There are many men who are really passionate and supportive of women’s cycling. To encourage more female participation, you of course need a welcoming environment across the whole club, but in my view ‘for women, by women’ tends to have the most impact, be that in a women-only or mixed environment. At the same time, there are many women (myself included) who do not exclusively want to ride with women, so that is a big advantage of being a member of a mixed cycling club that successfully offers both women-only and mixed activities.

Beyond the narrow context of the cycling club, there are many ways in which the cycling community can encourage more female participation, including equal race opportunities and prize money, more articles about and photos of women in cycling media (including women of colour, older women, larger women etc), more training for bike shop staff to be comfortable talking about women’s anatomy, more campaigning for better cycling infrastructure, a broader range of cycling clothes for women … I could go on.

What advice would you give to riders new to the sport?

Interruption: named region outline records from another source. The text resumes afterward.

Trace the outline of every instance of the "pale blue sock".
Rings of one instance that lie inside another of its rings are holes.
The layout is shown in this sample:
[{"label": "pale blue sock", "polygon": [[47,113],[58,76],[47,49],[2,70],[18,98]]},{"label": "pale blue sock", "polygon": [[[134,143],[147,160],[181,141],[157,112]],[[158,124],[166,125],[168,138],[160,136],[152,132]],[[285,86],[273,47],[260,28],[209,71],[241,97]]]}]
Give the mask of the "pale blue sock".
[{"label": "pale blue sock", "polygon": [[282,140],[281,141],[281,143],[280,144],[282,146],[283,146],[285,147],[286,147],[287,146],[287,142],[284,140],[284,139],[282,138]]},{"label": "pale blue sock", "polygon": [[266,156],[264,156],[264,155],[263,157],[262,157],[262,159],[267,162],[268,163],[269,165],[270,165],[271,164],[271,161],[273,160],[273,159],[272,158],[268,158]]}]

  1. Give everything a go. The sport has got so many different niches. You’ll find yours.
  2. Don’t be shy to ask for help. We have all been novices at some point.
  3. Embrace every learning and training opportunity, be that the club skills day, track day, MTB clinics, first aid training, maintenance sessions or whatever other special activities the club offers.
  4. Get involved with volunteering for club events. It is a great way to get to know more club members, including those you may not normally ride with.
  5. Don’t waste money on trying to find the ultimate saddle/shorts etc in order to ride in more comfort. Save yourself the pain and money. Seek upfront help from an experienced bike fitter, who can assess your bike fit and biomechanics holistically. Start with the bike fit, before you buy the bike.

Why would you recommend Kingston Wheelers?

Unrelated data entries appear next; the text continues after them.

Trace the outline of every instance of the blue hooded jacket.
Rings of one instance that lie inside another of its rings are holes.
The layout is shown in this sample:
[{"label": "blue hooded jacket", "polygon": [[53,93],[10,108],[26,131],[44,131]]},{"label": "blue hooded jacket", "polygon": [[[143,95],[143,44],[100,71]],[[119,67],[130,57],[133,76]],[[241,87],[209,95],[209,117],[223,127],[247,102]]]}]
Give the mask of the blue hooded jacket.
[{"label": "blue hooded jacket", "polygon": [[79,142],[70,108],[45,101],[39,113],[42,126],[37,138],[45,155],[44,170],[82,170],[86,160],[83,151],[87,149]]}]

One of the best things about Kingston Wheelers is that it is a large club with members covering most aspects of the sport. The club has a very active scene when it comes to club rides and with so many members there is always someone who wants to ride roughly at the same speed or for the same duration as you. Another thing I really like about Kingston Wheelers is that there is space for more niche parts of the sport too. I really enjoy the vibes and the people who set up Kingston Wheelers Audax Chapter and ride or volunteer at the KWAC events where I can.